本物の絵画は211 x 326 cmの大作だ。久布白は、その白黒写真(上)を本『女は歩く』に載せている。そして、G宣教師夫人から聞いたと思われる絵画の意味を解説する。

「この画の中心人物は、警官に連れられて、今や検査場に入ろうとして居る田舎女アベルティナである、彼女は純な田園の家庭から、都会へ出た、何処でもある通り、都会の生活の浪にもまれて、終に誘惑に陥った、彼女は売春の行為に陥ったのだ、当時諾威にはまだ数十軒のそうした家があった、然し町での売淫はゆるされなかった、見咎められた彼女は、警官の手から、今や検査場に連れてこられたのである。」

私の調査では、中心にいる少女は田舎女でもなければ、純な田園家庭にいたのでもなく、オスロに住むお針子だった。それはともかく、絵についての記述のあと、画家クリスチャン・クローグについて短文が書かれ、それは、こう終わる。

「彼はただ画だけに安んぜず、更に小冊子を発行した、然し小冊子は、其過激な説の為めに没収されて、然し画は其目的を達し、諾威の人心を揺り動かして遂に、制度の撤廃を見るに至った、時に一八八七年、英国の廃娼完成の翌年であった。」

次に『女は歩く』には、売春からはいあがった女性たちの駆け込める施設が、ルポされている。

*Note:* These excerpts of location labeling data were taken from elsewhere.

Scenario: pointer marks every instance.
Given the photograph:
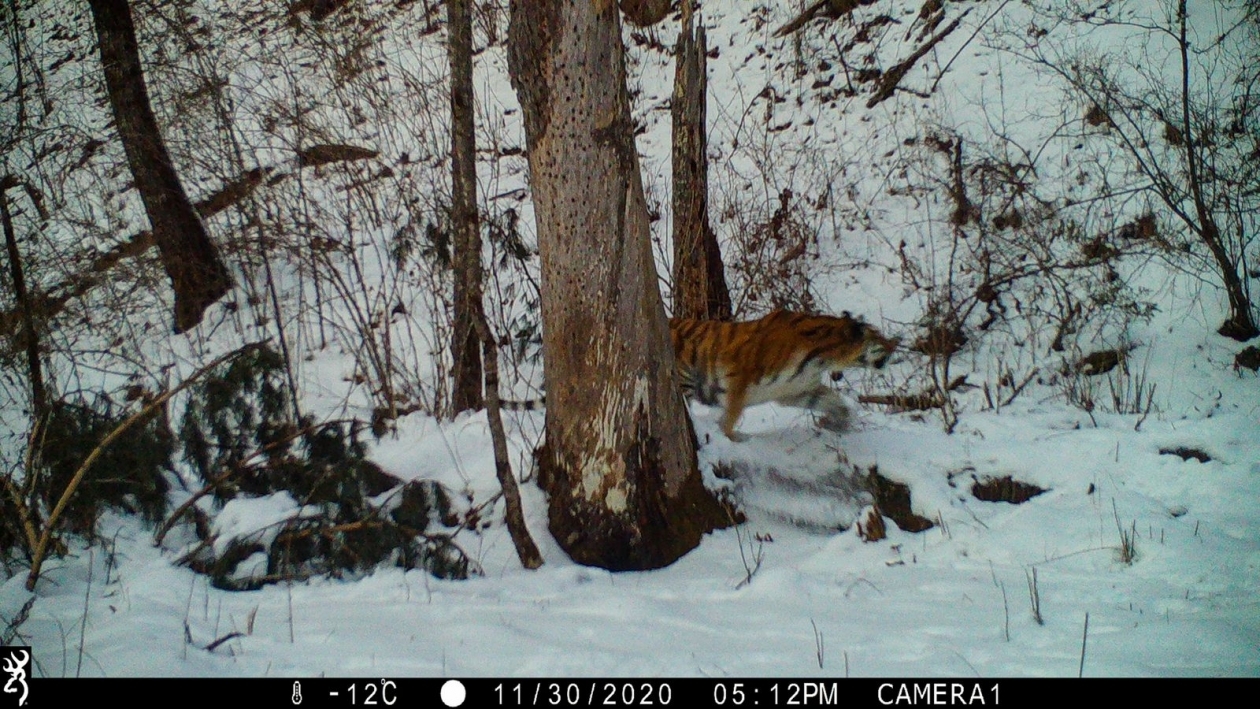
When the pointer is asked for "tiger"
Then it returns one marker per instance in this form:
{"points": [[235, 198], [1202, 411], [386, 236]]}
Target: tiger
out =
{"points": [[778, 358]]}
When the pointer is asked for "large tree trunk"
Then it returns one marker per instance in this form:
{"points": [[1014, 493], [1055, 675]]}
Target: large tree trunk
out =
{"points": [[466, 252], [699, 278], [619, 462], [190, 258]]}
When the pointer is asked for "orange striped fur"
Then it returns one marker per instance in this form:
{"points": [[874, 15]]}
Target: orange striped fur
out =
{"points": [[779, 358]]}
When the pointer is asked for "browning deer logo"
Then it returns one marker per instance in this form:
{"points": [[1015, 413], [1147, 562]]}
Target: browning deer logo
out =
{"points": [[15, 660]]}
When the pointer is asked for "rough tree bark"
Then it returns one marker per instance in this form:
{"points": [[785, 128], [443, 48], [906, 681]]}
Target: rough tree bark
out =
{"points": [[190, 258], [619, 462], [466, 247], [699, 278]]}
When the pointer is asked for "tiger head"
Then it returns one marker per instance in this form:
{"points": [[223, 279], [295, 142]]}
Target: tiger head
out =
{"points": [[847, 341], [876, 349]]}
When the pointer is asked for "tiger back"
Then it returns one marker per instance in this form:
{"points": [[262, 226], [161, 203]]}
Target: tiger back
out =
{"points": [[779, 358]]}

「各々学科の外に、裁縫、料理、家事、織物等、種々手芸を教えられる、彼らは其仕事を選ぶ事を許される、そして好き好きによって其処に長く止まり熟練する事を許される」

「宿舎は、悉く独居の式にしてある、三畳位の小部屋に寝台一個、これには皆鍵があり、内外からかけられる」

久布白は、公娼制をただ廃止するだけでなく、廃娼後の女性たちの将来まで視野に入れて運動をしていたことがよくわかる。モデル国として訪問したノルウェーは、国や地方の公的政策として、「女性のホーム」を運営していた。彼女の視点は、ノルウェーの福祉制度に及ぶ。

「ここの職員は教師助教師、外回りの作男まで十七前意を数えて居る、皆政府よりの俸給を受け、年過ぎしものは、恩給もつく、凡てが至れり尽くせりだ、一人の娘の費用は、月々六十円に上ると云う、然し国庫と、州とは、惜しみなくこれを支出して国家の禍を未然に防ぐことにつとめて居る。丁抹(デンマーク)はこれを学び、直ちに採用し更に多くのホームを持って居るそうだ」

帰国後、久布白落実は、矯風会を拠点にして、公娼制廃止運動と女性参政権運動にまい進する。

敗戦後、参政権が認められると、久布白落実は初の選挙に立候補した。久布白の講演に刺激された和崎ハルら女性代議士39人が誕生した、あの1946年衆院選である。久布白は落選したが、めげずに2回立候補する。結局、計3回立候補して全て落選した。

2012年のことだが、私も落選して選挙にまつわる裁判までせざるをえなかった。奈落の底に突き落とされるような体験だった。が、久布白ら敗戦直後の女性運動家たちからは、「あら、そんなのたいしたことないわ」と笑われそうだ。

なお『女は歩く』は絶版。矯風会が設立した慈愛寮の熊谷真弓施設長のご好意で慈愛寮所蔵書から読ませていただいたことに深く感謝する。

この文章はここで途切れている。